Intergenerational stories that spotlight that moment, or moments, when a younger person suddenly “gets” what an older person is going through and vice versa can be difficult to pull off without diverging into clichéd territory. With Washington Stage Guild’s production of E.M. Lewis’ “Dorothy’s Dictionary,” audiences experience an emotionally evocative and fairly tearjerking take that does its best to leave cliché behind as it digs into the inner lives of the two characters at the center of the play.
This play has a cohesive arc, compelling dialogue, and the characters are both very well-drawn and well-acted.
Zan, a typically angsty teenager, has been sentenced to community service—reading to Dorothy who is convalescing in a rehabilitation facility. Audiences do not immediately know the nature of Dorothy’s illness, just that she is a librarian who is a veritable fish out of water when not in her library. Her room has thus become a temporary repository of books. We do know a bit more about Zan on the other hand. His mother has passed. His father is oblivious. His school behavior leaves a lot to be desired and he resents having to read to this woman who insists on politeness and respect. Zan is initially a somewhat unlikable character and it would seem that the play is largely about the transformative effect that this community service assignment has on him.
Inevitably, and predictably, the two bond. Dorothy very much becomes the stand-in for Zan’s deceased mother and largely absent father. For his part, Zan helps Dorothy realize that perhaps there is more to life than libraries, or in this case, her room/library, although, it bears noting that words really are at the center of this piece. Dorothy, per the title, refuses to let go of her dictionary. As Zan occasionally gets stuck on certain words and book passages, she, with rather comic effect, directs him to her very weighty Webster’s. The ending, as expected, is both poignant and inspirational. I will not spoil it here. Needless to say, this friendship that develops, in part over words, is one that breaks generational boundaries in meaningful and theatrically satisfying ways.
This play has a cohesive arc, compelling dialogue, and the characters are both very well-drawn and well-acted. Perhaps the one drawback to “Dorothy’s Dictionary” is that there is a level of predictability in this script that is apt to leave theatre goers with a sense of “having seen it before.” A bit less tidiness and a little more messiness would have served this play well, along with even more of a deep dive into the emotional pasts, as we are so keen on knowing why Zan is the way that he is and why Dorothy closes up tight when it comes to talking about certain parts of her life. Predictability—even when all of the other elements are exceptional—can weaken an otherwise engaging production.

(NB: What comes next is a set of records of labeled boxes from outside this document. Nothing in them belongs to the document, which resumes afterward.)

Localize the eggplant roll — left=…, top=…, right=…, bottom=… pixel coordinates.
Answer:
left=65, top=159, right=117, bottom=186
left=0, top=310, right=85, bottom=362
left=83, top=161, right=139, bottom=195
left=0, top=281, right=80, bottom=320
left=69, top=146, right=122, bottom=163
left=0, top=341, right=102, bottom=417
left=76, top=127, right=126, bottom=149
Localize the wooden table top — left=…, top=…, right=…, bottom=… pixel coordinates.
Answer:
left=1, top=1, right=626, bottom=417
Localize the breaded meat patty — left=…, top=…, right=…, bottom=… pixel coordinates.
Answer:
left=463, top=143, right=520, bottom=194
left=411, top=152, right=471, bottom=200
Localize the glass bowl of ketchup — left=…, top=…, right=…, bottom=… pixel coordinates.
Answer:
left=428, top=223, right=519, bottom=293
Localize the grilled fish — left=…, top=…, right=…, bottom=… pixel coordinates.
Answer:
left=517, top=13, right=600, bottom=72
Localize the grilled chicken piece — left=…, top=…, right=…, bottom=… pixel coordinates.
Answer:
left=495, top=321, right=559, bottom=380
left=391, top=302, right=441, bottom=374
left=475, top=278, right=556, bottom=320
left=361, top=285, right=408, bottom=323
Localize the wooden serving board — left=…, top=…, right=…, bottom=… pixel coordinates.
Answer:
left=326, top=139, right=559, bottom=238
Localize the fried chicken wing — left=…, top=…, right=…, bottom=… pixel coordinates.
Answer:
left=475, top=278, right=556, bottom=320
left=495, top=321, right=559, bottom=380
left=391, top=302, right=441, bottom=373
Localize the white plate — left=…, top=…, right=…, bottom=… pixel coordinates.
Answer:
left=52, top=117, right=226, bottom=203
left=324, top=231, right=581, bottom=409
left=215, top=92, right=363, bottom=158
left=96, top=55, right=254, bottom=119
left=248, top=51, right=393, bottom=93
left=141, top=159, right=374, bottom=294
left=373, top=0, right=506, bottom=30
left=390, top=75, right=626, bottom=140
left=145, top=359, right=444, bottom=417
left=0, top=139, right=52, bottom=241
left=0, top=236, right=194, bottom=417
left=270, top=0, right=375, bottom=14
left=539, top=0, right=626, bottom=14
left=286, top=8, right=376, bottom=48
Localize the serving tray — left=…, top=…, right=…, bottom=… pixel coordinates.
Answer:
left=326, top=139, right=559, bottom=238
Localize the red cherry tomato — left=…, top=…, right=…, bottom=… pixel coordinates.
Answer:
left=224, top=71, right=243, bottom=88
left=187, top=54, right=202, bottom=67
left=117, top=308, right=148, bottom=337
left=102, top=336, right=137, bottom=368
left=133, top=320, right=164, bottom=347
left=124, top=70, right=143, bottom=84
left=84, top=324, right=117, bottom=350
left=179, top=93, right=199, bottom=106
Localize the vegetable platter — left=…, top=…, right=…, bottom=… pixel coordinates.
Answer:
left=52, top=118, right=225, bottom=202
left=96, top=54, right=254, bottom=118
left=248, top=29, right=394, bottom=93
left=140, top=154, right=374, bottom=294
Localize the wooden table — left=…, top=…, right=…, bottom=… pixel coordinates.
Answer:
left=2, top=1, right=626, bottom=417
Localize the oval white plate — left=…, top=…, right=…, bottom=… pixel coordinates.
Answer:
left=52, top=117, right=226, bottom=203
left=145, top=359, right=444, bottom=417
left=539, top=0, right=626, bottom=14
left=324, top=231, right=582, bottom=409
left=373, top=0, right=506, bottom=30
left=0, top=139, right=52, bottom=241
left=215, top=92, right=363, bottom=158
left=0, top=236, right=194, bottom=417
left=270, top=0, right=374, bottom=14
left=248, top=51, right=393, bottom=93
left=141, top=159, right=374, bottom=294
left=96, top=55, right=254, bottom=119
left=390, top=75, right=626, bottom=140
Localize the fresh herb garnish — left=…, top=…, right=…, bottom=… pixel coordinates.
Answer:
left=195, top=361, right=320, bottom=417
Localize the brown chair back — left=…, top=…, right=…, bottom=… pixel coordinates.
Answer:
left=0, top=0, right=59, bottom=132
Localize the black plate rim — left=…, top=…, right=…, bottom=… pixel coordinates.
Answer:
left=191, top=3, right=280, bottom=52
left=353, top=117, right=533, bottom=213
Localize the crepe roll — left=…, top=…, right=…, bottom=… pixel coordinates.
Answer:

The two actors under Laura Giannarelli’s direction offer meaningful interpretations of what each of the characters must be going through—both in their internal discord and as they navigate this rather new and strange relationship. Deidra LaWan Starnes, as the titular Dorothy, effectively moves between a seeming euphoria as she mentally frolics in her own bookish, Zen-like delight for life and the somberness when the reality of her situation hits and a clarifying darkness descends. She brings audiences into this delight and this darkness with such ease. Her artistry at every turn is applause-worthy. Alexander Kim’s Zan is appropriately “teenaged”—torn between his growing “who cares” bravado in the face of adversity and the fragility of a virtually parentless child who must fight his own battles at too young an age. Kim sustains this emotional tug-of-war quite convincingly.
Giannarelli’s biggest challenge with this play is likely finding a way to balance the “chapters” with the more abrupt scene shifts throughout. “Dorothy’s Dictionary,” like a book, unfolds as chapters and then the subchapters within. At times, the pacing is a bit chaotic. Then again, it seems that those moments are the more emotionally tenuous ones as the characters come to realize they are no longer the only ones in the room—they’ve been joined by another voice. Solitude isn’t inevitable after all.
A clever set design by Megan Holden works well, with the back wall sectioned off into squares that could symbolically be interpreted as book pages in the chronicle these two are creating together. The tech in this production—lighting design by Marianne Meadows and sound by Alli Pearson—come together in a very nuanced and unobtrusive way allowing the actors to do what they do best and shine in the process. Overall, this is an enjoyable evening of theatre that, while not really venturing outside the lines all that much, does reveal some harder life truths in heartfelt and consequential ways.
Running time: One hour and 25 minutes with no intermission.